SpaceRAT allows such portals to give their publishers flexibility while making it easy to unify their data.

Installation

  1. Create spacerat database
    • default is in-memory SQLite, can use any SQL database to store model.
    • can be on the source data postgres database within its own schema (default spacerat). This is necessary for full vector tile support.
  2. Load/update model
  3. Create/update materialized views for geographic indices using Geography.query.

⌨️ CLI

SpaceRAT provides a CLI tool to run useful maintenance scripts.

generate-questions

Generate set of basic Questions from a table in the source database to be manually tweaked if necessary.

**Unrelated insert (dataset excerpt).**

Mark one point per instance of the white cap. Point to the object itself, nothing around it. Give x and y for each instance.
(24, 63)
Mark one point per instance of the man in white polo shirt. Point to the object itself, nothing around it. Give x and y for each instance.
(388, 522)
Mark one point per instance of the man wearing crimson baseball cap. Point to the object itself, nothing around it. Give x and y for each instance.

This will generate one Question per column of the table and dump yaml representations of them in the model directory.

Usage

$ spacerat generate-questions source_id geog_level

Examples

Using the source property-assessments

$ spacerat generate-questions property-assessments parcel

update-model

Load model data from file into database. Will overwrite existing data on collision.

Usage

$ spacerat update-model [model_dir]

Examples

Load models from default directory (./models)

$ spacerat update-model

Load models from custom directory

$ spacerat update-model /path/to/dir/

Examples

Build/rebuild all geographic indices

$ spacerat update-model

Build/rebuild for neighborhood and municipality geographic levels

$ spacerat build-geo-indices neighborhood municipality

build-geo-indices

Create/update materialized views for geographic indices using Geography.query

Usage

$ spacerat build-geo-indices [geog_level ...]

Examples

Build/rebuild all geographic indices

$ spacerat build-geo-indices

Build/rebuild for neighborhood and municipality geographic levels

$ spacerat build-geo-indices neighborhood municipality

populate-maps

Create or update materialized views used for indicator maps. These can then be served as vector tiles for mapping applications.

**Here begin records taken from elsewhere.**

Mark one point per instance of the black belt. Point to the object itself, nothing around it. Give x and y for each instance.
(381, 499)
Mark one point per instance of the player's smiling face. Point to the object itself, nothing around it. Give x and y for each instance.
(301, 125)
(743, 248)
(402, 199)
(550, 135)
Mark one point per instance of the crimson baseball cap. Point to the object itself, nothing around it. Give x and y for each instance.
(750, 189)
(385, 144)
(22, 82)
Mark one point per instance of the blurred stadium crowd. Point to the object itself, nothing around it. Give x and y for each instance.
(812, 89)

This will create/update materialized a materialized view for each geog level provided with data from the provided source.

Questions can be specified by passing comma-separated lists of IDs to --include or --exclude. If no specifications are made, all questions for the source will be used.

Usage

$ spacerat populate-maps source_id geog_level ... [--include=question_id ... --exclude=question_id ...]

Examples

Generate a map of neighborhoods with results for all Questions for property-assessments.

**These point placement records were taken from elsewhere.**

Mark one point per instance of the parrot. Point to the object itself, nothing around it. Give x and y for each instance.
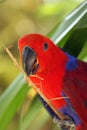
(61, 77)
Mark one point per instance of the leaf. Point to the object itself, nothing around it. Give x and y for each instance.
(34, 114)
(2, 1)
(11, 99)
(70, 21)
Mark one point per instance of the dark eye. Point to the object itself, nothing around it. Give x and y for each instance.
(45, 46)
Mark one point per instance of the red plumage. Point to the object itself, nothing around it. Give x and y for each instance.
(57, 77)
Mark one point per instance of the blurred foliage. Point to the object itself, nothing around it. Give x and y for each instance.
(18, 18)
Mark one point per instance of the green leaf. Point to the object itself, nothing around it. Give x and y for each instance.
(34, 114)
(70, 21)
(11, 99)
(2, 1)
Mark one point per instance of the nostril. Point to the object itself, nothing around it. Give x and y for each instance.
(28, 59)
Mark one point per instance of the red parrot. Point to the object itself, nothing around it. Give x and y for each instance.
(58, 75)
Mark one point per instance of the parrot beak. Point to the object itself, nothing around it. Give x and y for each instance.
(29, 60)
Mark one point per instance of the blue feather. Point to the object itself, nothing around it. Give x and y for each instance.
(71, 64)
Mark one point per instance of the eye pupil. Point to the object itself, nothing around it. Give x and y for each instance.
(45, 46)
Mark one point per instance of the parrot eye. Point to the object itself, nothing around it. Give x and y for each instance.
(45, 46)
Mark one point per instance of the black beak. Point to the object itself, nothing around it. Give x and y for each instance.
(29, 60)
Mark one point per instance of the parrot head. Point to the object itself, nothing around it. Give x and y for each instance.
(38, 53)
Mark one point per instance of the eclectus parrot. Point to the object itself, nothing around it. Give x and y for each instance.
(62, 75)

$ spacerat populate-maps property-assessments neighborhood

Generate maps for neighborhoods and municipalities with only values for fairmarkettotal (fair market assessed value for land + building)
Note that --exlcude arguments will override any --include arguments.

$ spacerat populate-maps property-assessments --include fairmarkettotal classdesc --exclude classdesc

init

Initialize a SpaceRAT configration.

This will...

  1. set up the SpaceRAT database,
  2. load your model from files, and
  3. make any necessary modifications on the source database. (e.g. creating a spacerat schema, creating geographic indices)

Usage

$ spacerat init [--skip-model --skip-geo-indices] 

🛜 API

/answer

Query answers to Questions about Regions.

/question/

List available Questions

/question/<question_id>

Get details about a Question

/geography/

List available geographic levels

/geography/<geog_level>

Get details on a geographic level including a list of regions.

/geograpy/<geog_level>/<region_id>

Get details on a specific region within a geographic level.

💻 Library

Use SpaceRAT as a library in your own code.

e.g.

from spacerat.core import SpaceRAT
from spacerat.helpers import print_records

# initializing without args will use an in-memory sql db to hold the model,and will load the model
# from files found in ./model relative to the current working directory (not necessarily this file)
rat = SpaceRAT()

question = rat.get_question("fair-market-assessed-value")

neighborhoods = rat.get_geog("neighborhood")

shadyside = neighborhoods.get_region("shadyside")
bloomfield = neighborhoods.get_region("bloomfield")

print(question)
# Question(id='fair-market-assessed-value', name='Fair Market Assessed Value', datatype='continuous')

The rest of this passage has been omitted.